The institute provides access to archival materials of nationally important Dutch product designers and encourages their use by supplying digital copies for use in books, lectures and exhibitions. The institute will also carry out activities in cooperation with other organisations. Named for the engineer Louis Christiaan Kalff (1897–1976), Philips’s leading aesthetic light for more than four decades, it opened on 15 April.
At a symposium on the opening day, speakers discussed the importance of preserving, studying and exhibiting industrial product archives. The participants were Peter van Dam, the author of a biography of Louis Kalff; the visual information designer Paul Mijksenaar; Timo de Rijk of VU University Amsterdam and Delft University of Technology; Mary-Ann Schreurs, Eindhoven’s councillor for innovation, culture and public space; Marie-Christine van der Sman of the Nederlands Archief Grafisch Ontwerpers (NAGO); Job Meihuizen of Premsela; and Mienke Simon Thomas of the Museum Boijmans Van Beuningen.
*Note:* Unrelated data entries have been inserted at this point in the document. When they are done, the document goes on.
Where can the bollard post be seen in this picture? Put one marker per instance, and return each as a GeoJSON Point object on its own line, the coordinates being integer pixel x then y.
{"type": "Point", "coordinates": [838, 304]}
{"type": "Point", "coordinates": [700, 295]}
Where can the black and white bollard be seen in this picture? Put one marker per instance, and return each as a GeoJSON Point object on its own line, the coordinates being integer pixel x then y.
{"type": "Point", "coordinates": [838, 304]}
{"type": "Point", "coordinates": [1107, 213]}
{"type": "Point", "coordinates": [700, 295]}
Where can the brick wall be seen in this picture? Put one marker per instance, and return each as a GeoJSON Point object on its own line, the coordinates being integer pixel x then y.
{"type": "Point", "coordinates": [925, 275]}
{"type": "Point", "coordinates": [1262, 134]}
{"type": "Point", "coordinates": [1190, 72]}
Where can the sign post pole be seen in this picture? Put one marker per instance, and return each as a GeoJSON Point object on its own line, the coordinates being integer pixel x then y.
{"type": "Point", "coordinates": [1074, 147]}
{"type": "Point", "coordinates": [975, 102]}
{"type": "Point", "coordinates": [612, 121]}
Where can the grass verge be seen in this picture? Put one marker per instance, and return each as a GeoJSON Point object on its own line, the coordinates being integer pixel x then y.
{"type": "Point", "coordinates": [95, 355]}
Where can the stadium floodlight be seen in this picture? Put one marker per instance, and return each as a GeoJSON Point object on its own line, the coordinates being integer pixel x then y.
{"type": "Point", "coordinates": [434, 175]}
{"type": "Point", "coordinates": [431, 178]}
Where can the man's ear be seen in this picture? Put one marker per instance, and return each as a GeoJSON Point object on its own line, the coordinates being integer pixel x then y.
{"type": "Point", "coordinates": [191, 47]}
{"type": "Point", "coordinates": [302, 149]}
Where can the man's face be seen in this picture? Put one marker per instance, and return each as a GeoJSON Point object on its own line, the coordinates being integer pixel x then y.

Also at the opening, the industrial designer Joop Istha, who began his career at Philips in the 1950s, transferred his archive to the Louis Kalff Instituut. In addition, the institute will receive about 4,000 sketches of appliances such as refrigerators, vacuum cleaners and washing machines. The archive will also include posters designed by Kalff, Philips’ longtime marketing chief and the architect of Eindhoven’s Evoluon conference centre. Kalff’s work will be the institute’s focus next year.
The Louis Kalff Instituut is an initiative of Premsela, the RHCe, Design Cooperation Brainport and NAGO. It is the first organisation in the Netherlands devoted exclusively to preserving and making accessible archival material of nationally important product designers.
Premsela is also working to establish a heritage centre for graphic design, advertising and typography in Amsterdam and a fashion centre in Arnhem.